After trying several available eng.traineddata
files with an Android app that employs Tesseract, I have less than stellar accuracy. Since my application will be using just a few fonts (font sizes, bold and regular), I thought I could get much better accuracy by building my own data. An example of the kind of thing (an 8.5x11 inch paper) that users will taking a picture of is here:
I have looked at jTessBoxEditor, but wondered if that was an appropriate path to investigate. And if so, I was unsure how to proceed with respect to a starting point, or to try from scratch. The font (which looks like Times New Roman) is very common, and didn't want to re-invent the wheel. I also wondered about how to treat the font on the two different color backgrounds.
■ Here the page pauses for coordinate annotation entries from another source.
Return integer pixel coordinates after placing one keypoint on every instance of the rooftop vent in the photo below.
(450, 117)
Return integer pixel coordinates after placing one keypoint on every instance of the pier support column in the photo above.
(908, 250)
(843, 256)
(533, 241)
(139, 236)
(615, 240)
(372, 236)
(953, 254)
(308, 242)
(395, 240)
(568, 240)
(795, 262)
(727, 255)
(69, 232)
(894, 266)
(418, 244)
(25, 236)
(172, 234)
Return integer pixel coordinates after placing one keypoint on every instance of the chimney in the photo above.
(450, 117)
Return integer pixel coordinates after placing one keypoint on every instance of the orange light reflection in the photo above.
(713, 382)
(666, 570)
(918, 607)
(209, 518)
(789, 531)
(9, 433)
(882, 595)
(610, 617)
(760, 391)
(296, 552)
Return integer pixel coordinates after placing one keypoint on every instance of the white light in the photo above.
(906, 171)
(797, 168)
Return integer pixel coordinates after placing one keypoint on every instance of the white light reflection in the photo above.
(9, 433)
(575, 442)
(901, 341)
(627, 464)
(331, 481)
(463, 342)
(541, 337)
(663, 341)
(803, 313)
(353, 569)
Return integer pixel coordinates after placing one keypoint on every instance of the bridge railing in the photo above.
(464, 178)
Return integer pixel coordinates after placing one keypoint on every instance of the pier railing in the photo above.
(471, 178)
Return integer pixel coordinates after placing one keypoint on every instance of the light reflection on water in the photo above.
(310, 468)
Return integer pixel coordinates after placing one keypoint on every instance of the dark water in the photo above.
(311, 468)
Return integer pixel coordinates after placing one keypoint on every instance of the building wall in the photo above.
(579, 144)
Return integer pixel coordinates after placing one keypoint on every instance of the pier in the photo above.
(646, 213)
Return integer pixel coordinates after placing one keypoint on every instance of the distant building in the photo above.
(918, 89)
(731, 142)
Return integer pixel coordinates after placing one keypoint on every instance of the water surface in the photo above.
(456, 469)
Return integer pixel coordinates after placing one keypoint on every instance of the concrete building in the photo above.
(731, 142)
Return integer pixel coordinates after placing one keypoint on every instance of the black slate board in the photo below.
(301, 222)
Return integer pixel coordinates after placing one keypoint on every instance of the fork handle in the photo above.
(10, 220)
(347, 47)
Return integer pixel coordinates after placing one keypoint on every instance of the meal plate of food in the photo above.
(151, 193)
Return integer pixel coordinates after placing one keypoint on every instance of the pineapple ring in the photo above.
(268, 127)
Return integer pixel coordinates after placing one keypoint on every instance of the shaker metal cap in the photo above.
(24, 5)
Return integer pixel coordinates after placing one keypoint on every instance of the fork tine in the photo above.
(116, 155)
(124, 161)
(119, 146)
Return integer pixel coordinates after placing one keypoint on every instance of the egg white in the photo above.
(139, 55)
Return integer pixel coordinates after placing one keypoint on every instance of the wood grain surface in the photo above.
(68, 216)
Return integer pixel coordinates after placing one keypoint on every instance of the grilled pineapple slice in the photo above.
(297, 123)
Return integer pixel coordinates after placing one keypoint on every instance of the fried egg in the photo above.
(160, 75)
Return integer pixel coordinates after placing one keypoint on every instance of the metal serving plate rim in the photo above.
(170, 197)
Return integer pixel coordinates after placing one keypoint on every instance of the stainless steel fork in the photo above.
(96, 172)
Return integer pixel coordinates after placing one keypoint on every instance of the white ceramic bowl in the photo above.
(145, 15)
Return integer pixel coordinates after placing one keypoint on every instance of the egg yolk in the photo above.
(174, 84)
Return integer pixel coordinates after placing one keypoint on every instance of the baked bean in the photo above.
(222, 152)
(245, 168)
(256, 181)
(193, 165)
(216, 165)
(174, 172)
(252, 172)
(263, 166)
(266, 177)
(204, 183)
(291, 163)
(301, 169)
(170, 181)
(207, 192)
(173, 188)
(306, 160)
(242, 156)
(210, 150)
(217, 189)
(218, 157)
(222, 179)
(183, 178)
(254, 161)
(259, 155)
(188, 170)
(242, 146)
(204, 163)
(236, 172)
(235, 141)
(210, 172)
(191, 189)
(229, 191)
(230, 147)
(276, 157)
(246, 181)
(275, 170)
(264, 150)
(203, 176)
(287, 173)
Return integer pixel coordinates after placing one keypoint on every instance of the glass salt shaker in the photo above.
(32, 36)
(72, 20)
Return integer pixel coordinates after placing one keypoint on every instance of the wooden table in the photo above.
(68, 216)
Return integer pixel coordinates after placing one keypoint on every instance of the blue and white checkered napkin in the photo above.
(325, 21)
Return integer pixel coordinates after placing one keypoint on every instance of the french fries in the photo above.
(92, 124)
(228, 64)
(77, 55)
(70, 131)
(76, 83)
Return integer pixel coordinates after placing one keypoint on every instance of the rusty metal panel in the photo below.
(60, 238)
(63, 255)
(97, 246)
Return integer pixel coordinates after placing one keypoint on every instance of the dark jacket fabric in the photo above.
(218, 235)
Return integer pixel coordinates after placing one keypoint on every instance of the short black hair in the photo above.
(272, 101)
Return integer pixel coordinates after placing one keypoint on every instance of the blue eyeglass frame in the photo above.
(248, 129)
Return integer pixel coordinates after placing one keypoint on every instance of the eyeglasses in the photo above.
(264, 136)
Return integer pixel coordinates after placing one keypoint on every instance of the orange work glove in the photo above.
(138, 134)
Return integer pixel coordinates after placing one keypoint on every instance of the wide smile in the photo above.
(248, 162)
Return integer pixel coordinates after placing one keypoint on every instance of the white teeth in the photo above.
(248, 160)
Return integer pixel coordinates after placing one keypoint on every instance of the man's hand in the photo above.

Also, I wondered if I could just print-out ABC... abc... 123... in Times New Roman font and get that into a custom eng.traineddata
file. If I understand correctly, you want the 'cleanest' data (i.e. no 'bad examples' of letters) in the source material used to train your system. But it would seem as if there would be a tutorial or procedure defined for how to build trained data for a specific font. If there is, it's been eluding me.
I would consider using machine learning, but so you don't have to do it on your own, look at Tensorflow Mobile. This is a version that is for mobile devices, and to help with character recognition you can look at this article.
This will help you easily implement a solution to recognize the characters, and by going with this approach you can extend to more fonts if you desire by just doing more training.